ALL relationships have challenges of happy, sad and even unfortunate experiences. However, the relationship counselor said that the health of a relationship and ultimately what will determine whether you will be happy or unhappy is determined by what you invest and your management of all spheres of the relationship. The one where you cheat on your partner. The one where you live at home with your lover, to live a parallel life by becoming more unhappy and more lonely.
Happy vs Unhappy Couples
The foundation of any strong and happy relationship is to be open and have an open door policy with your partner. Happy couples talk about everything; they turn to their partners for advice and are ready to listen and compromise. On the other hand unhappy couples tend to want to manage things themselves; because they have abandoned the essential element of teamwork by not communicating with their partners. Instead, they complain to others about difficulties with their partners and they live as roommates rather than a couple because they do not have the privacy of communication.
Happy couples have mutually agreed on conflict management strategies
Understanding and deciding on an effective conflict management strategy is very important in a relationship. This will ensure that when situations of high conflict arise and the couple does not easily reach a compromise, they can consult their established system.
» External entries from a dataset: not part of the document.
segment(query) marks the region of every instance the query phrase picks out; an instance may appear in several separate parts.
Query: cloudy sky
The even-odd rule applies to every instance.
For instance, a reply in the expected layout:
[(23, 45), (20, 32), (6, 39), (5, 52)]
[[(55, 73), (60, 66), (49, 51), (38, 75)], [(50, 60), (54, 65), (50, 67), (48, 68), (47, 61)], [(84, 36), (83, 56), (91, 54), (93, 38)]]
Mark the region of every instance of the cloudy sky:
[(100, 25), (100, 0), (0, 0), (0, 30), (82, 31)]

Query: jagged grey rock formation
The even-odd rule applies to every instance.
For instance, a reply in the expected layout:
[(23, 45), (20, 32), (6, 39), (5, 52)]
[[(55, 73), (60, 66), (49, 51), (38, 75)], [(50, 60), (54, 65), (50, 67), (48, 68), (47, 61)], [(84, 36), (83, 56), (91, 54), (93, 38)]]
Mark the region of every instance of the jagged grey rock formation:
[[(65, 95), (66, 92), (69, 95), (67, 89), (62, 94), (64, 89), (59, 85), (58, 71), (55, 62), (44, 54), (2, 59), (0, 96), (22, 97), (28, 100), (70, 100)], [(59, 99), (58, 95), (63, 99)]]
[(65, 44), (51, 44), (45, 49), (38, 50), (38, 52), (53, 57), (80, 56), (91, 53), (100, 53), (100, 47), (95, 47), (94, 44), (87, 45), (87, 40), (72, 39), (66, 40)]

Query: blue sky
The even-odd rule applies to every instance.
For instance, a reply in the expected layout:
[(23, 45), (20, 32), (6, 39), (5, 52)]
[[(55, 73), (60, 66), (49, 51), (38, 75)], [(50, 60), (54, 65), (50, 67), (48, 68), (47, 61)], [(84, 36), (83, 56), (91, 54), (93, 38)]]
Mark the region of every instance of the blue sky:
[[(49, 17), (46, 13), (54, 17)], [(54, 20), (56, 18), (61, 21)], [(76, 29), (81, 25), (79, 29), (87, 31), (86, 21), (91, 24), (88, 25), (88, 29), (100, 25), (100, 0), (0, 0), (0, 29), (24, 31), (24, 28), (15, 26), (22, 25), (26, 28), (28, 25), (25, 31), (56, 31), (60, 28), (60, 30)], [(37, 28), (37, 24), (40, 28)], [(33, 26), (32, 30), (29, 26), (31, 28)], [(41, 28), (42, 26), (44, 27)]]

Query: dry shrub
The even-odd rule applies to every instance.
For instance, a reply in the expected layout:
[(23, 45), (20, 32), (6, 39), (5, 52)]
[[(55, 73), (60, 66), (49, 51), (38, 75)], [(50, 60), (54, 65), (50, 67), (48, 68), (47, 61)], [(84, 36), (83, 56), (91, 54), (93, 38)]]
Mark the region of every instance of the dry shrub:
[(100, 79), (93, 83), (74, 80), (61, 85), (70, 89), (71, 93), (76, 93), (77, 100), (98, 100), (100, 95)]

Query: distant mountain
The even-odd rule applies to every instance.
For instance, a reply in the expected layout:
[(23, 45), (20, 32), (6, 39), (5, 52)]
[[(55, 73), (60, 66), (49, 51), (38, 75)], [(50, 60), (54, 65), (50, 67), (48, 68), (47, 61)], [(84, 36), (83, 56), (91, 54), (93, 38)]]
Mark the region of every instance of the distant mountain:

By doing so, they will be better to resolve any misunderstanding they may have without feeling blinded or lost to their partner. When this is absent in a relationship, it leaves room for many things; On the one hand, the couple will end up making individual decisions that can ruin their relationship.
Happy couples maintain trust and are honest with each other
While happy couples trust each other wholeheartedly and share everything, unhappy couples sneak behind their partner’s back, often find themselves in compromising positions and situations and fail to share with their partners.
Happy couples maintain mutual respect and avoid the use of demeaning terms to each other
Happy couples are respectful even in the face of conflict, while unhappy couples are disrespectful at the slightest sign of conflict. One or both partners in unhappy relationships tend to degrade the other with unkind words.
In happy relationships a sense of humor is important. Connecting with your partner on a level that you know will make them laugh is also a sign of a healthy relationship. On the other hand, unhappy couples are more rigid and quicker to take offense when the partners only make jokes.
Happy couples commit to having each other’s back
Being with your partner at all times is very important. When you don’t support your partner, you are making room for someone else and your partner may have doubts about the authenticity of your love for him. When a negative event occurs in a healthy and happy relationship, the partners come together to discuss the event. Each partner builds on the other partner’s point of view, even if they disagree. They sympathize with the underlying emotions and may even laugh during the disagreement. As the underlying wound is addressed, the event is completed by the mind and is no longer hiding in the sea of your consciousness, waiting to be replayed again and again.